The above figures include awards to the Dominions:

In all, 560 AFCs have gone to Canadians, including those serving in the RAF, including 70 for World War I, 462 and one bar for World War II and 28 post–war awards.

A total of 444 AFCs and two bars have been awarded to Australians, the last award made in 1983.

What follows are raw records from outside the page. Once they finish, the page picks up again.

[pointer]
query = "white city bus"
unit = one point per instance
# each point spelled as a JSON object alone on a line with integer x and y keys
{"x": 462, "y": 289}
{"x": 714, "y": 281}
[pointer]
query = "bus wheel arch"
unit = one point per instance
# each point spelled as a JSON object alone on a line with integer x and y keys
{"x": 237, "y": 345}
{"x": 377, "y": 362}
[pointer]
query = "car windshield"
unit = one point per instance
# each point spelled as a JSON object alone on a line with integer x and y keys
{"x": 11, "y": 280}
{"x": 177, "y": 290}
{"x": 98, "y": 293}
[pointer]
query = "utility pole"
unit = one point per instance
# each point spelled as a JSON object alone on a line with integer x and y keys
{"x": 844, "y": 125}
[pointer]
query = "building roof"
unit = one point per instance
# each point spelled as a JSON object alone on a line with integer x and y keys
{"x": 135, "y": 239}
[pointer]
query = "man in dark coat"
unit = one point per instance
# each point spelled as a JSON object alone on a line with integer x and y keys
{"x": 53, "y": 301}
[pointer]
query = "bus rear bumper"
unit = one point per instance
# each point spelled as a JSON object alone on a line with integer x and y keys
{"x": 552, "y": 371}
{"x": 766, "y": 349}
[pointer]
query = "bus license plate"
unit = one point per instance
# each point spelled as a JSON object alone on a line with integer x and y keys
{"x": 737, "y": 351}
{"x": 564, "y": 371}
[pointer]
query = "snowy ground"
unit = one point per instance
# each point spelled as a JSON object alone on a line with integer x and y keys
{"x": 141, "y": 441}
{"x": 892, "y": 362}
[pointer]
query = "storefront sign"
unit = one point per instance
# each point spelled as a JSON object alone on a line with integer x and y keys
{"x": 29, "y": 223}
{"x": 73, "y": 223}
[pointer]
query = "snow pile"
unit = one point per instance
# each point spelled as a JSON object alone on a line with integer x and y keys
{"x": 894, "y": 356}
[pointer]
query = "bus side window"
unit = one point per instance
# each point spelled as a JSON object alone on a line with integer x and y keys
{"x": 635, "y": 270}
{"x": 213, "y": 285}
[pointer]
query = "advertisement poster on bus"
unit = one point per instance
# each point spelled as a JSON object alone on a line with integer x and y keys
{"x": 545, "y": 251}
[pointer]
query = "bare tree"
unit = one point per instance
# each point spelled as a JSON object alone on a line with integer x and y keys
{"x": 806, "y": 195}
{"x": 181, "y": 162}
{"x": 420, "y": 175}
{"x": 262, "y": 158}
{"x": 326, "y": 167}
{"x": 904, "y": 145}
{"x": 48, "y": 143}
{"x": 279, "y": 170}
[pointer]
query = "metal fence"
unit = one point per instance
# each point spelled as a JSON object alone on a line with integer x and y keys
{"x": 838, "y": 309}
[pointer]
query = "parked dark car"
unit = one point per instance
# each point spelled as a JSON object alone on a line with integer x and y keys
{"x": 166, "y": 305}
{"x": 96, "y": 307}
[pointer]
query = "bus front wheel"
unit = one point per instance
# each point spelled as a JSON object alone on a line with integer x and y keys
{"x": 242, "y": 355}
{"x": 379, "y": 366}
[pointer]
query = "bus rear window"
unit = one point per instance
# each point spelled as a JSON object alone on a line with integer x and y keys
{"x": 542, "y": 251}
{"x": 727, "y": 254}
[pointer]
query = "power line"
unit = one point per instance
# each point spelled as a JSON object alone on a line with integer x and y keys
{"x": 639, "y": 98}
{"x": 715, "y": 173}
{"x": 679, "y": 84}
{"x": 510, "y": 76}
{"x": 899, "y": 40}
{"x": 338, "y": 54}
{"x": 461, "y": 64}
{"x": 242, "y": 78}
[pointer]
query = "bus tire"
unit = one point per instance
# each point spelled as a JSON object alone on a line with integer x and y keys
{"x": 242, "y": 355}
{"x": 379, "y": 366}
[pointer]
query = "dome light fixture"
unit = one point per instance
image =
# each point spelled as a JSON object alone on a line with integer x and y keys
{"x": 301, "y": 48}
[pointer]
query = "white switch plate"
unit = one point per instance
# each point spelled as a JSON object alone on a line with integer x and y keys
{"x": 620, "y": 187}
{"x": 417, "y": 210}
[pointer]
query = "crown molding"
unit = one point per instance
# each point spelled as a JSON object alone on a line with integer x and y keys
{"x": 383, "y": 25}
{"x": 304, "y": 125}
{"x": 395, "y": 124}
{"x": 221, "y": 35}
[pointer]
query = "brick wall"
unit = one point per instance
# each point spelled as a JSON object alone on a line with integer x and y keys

A number of awards were made to New Zealanders until the AFC was replaced by the New Zealand Gallantry Decoration in 1999.

A total of 87 honorary awards have been made to members of allied foreign forces, including 26 for World War I, 58 for World War II and three post-war, the latter all to members of the US Air Force.

===Notable awards===

- George Bulman (1896–1963); awarded the AFC three times for services as a test pilot.
- Geoffrey Dhenin (1918–2008); awarded the AFC twice for his role in the British nuclear weapons tests in Australia (1954 and 1959).
- Marshal of the Royal Air Force Andrew Humphrey (1921–1977); awarded the AFC three times,
- Willie Read (1885–1972); awarded the AFC three times.
- H. P. Ruffell Smith (1911–1980); awarded the AFC three times.
- Peter Thorne (1923–2014); awarded the AFC three times (1947, 1951 and 1956).